Peform the export using the to_matfile() foreground and background export method of the ArdaInventoryHybridizer object


In [20]:
# save memory, clean up
import gc
del ecar_dict, eco_new, eco_orig, PRO_f, battery, battery_dict, masses, materials, remove, tmp
gc.collect()


Out[20]:
395

In [21]:
ecar2.to_matfile('/home/bill/documents/ecar/hybridized_study/ecar_combined_eco22Recipe108H.mat', foreground=True, background=False)

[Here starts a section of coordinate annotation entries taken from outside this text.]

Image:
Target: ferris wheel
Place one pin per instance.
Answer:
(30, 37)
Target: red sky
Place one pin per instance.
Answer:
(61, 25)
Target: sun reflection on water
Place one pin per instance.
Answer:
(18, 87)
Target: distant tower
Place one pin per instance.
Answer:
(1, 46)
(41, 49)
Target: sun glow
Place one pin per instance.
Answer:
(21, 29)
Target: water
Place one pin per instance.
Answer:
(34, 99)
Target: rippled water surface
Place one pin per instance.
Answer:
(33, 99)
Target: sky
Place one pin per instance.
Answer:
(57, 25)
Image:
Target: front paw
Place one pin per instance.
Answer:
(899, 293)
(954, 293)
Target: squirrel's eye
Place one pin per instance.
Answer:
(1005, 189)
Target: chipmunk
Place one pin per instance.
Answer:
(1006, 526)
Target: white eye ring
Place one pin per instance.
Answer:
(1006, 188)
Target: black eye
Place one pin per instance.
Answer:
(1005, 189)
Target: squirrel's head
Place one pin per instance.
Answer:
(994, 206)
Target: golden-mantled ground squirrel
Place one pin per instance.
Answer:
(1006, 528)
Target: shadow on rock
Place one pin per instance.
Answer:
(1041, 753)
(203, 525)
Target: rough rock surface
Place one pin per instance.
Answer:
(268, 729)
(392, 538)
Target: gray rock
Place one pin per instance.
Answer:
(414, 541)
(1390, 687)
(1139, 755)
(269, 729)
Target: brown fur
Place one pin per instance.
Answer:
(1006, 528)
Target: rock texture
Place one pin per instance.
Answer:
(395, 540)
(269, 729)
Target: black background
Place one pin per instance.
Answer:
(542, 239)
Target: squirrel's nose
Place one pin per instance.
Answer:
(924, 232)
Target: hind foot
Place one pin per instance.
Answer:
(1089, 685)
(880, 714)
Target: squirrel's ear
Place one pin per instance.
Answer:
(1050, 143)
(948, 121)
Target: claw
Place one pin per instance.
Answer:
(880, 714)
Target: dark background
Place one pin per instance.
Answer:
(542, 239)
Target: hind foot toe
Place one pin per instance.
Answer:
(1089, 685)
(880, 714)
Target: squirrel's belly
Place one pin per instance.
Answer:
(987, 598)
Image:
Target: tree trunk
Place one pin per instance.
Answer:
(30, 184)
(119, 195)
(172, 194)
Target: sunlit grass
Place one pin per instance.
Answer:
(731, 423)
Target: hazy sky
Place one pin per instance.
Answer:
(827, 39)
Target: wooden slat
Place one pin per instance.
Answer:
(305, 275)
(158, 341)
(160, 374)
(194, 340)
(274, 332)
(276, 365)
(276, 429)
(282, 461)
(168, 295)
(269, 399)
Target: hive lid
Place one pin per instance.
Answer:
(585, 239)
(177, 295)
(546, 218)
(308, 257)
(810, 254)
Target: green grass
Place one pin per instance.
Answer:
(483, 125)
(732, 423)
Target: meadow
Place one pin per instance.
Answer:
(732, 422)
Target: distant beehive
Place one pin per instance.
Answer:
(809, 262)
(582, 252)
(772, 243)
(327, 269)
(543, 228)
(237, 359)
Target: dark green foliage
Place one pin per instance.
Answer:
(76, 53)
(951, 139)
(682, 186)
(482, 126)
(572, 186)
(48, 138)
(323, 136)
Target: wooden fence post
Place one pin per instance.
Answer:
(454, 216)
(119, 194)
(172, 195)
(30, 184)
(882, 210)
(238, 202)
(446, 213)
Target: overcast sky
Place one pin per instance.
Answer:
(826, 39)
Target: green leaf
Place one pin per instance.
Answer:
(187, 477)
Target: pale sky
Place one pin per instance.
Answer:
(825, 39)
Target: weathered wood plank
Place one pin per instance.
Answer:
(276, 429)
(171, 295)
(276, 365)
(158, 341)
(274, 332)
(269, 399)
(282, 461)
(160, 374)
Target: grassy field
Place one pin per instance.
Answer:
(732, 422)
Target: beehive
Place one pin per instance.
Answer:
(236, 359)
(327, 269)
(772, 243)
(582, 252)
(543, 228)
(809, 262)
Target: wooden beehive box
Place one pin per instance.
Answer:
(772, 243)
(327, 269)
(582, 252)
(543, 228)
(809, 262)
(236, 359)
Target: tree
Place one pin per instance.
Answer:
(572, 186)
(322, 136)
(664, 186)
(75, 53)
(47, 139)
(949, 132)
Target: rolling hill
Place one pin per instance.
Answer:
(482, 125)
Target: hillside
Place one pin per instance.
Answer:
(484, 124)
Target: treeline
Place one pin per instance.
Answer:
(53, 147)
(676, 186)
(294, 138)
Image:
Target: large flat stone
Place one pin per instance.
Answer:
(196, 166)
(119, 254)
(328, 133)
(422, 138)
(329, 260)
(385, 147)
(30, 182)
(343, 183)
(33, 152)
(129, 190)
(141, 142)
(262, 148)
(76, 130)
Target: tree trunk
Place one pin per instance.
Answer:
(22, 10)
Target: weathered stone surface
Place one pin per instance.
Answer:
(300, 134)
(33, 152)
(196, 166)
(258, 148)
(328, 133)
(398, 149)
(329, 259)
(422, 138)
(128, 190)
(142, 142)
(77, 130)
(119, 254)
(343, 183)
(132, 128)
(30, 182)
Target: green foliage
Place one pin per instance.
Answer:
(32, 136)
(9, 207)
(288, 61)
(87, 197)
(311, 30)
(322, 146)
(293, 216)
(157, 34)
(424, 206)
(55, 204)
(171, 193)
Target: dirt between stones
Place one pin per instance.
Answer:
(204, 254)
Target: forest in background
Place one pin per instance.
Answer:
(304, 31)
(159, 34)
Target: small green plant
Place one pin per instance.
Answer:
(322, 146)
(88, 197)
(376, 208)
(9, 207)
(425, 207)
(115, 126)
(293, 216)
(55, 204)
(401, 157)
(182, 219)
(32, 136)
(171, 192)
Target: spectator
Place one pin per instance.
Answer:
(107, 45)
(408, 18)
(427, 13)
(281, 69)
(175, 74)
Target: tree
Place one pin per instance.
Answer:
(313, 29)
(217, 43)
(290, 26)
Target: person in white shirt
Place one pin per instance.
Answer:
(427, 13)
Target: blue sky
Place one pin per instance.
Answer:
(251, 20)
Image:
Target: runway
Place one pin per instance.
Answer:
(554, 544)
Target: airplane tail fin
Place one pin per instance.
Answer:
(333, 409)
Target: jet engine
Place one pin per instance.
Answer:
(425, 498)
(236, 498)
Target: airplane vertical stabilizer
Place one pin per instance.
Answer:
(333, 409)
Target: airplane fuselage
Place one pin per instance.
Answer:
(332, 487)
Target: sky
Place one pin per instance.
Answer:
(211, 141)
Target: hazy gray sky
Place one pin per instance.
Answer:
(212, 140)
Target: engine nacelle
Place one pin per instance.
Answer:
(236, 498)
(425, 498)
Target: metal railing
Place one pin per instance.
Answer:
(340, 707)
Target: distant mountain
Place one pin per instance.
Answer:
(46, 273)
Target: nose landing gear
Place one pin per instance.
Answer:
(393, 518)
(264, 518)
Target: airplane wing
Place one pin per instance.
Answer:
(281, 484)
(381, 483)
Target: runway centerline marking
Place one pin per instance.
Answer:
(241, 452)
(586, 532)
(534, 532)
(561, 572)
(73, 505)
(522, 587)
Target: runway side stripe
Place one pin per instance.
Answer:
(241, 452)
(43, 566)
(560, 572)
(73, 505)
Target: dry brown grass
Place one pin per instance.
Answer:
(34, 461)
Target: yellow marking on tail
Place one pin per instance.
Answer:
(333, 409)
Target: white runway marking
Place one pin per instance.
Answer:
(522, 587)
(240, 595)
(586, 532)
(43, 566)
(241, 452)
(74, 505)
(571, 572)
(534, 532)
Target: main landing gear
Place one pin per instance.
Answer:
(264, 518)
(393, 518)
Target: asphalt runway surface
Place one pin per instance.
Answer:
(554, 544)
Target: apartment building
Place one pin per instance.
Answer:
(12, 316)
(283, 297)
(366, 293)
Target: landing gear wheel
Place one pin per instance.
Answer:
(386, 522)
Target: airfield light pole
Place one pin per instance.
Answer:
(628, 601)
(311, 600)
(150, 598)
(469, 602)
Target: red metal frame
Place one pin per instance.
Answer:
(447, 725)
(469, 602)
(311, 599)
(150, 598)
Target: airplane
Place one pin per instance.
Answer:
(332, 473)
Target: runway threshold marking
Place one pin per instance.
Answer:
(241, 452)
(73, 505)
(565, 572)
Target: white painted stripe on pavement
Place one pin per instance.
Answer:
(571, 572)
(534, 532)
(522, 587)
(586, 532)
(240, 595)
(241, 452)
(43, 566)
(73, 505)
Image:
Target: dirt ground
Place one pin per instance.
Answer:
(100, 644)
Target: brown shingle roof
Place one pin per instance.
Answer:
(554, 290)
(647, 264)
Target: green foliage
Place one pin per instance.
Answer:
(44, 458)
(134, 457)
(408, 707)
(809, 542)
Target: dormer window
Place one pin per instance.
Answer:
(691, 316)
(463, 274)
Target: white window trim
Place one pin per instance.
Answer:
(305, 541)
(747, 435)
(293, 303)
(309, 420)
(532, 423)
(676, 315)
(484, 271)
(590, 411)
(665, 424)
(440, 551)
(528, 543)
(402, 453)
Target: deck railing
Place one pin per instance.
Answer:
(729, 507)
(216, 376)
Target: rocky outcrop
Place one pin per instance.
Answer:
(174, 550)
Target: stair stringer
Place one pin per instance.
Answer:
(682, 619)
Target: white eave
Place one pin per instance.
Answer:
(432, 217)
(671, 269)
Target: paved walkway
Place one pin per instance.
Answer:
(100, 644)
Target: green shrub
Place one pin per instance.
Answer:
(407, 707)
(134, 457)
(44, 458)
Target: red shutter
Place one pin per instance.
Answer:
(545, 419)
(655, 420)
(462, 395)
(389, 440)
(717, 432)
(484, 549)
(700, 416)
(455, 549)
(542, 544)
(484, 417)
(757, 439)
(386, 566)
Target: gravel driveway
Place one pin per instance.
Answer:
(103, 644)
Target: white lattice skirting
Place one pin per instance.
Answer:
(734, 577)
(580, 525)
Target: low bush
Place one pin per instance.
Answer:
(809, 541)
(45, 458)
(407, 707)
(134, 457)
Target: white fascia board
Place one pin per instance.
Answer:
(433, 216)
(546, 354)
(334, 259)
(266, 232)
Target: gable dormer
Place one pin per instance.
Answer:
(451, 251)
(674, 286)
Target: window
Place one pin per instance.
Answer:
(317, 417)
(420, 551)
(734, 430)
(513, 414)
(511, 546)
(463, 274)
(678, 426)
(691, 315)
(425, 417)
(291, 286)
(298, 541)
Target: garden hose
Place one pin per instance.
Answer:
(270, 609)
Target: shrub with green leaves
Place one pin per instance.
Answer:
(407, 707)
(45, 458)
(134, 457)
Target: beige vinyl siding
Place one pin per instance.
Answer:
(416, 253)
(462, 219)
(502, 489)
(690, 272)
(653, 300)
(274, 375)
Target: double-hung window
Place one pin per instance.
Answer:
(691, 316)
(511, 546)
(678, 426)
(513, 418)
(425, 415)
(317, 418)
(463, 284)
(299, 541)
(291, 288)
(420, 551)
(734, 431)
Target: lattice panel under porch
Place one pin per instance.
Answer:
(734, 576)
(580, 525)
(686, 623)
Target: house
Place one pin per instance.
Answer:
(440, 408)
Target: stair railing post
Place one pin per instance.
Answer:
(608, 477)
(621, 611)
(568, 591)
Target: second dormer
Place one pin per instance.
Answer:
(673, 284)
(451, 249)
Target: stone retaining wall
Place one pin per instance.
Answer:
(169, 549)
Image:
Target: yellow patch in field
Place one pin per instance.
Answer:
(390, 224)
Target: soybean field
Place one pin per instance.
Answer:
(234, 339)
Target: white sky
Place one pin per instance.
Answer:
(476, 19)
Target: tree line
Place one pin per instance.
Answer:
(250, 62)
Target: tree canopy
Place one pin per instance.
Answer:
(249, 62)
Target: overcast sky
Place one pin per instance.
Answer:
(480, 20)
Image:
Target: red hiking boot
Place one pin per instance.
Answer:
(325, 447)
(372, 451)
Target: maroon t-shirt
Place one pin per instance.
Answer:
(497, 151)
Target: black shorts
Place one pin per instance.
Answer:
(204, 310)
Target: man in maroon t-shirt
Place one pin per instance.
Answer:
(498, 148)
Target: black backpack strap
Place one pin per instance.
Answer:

Check validity of combination with a back-of-the-envelope calculation

Calculate the expected lifecycle GWP based on published numbers, and then calculate this impact with the new combined inventory.


In [22]:
# Expected approximate lifecycle GWP values for whole system, considering published values

gwp_corrigendum =   27165.31             # for FU=150 000 km, i.e. 181 gCO2eq/km
gwp_MajeauBettez_battery = 214 * 22      # 214 kg battery pack initially in ecar, at 22 kg of CO2 per kg battery
gwp_Ellingsen_battery =  4580            # for battery pack of 253 kg, i.e., ca. 18 kg CO2 per kg battery

print('gwp of car lifecycle without battery: ', gwp_corrigendum - gwp_MajeauBettez_battery)
expected_gwp = gwp_corrigendum - gwp_MajeauBettez_battery + gwp_Ellingsen_battery
print('expected lifecycle gwp of car with new battery: ', expected_gwp)
print('')


gwp of car lifecycle without battery:  22457.31
expected lifecycle gwp of car with new battery:  27037.31

Calculate lifecycle impact of combined system using calc_lifecycle() method of ArdaInventoryHybridizer object


In [27]:
d = ecar2.calc_lifecycle('impacts')
d.ix[20,:].values


Out[27]:
array([ 26518.74836374])

Calculated value within 1% of approximated value. Can be explained by different rounding and by use of different characterisation factor matching in the background. Combination of the two inventories is considered successful.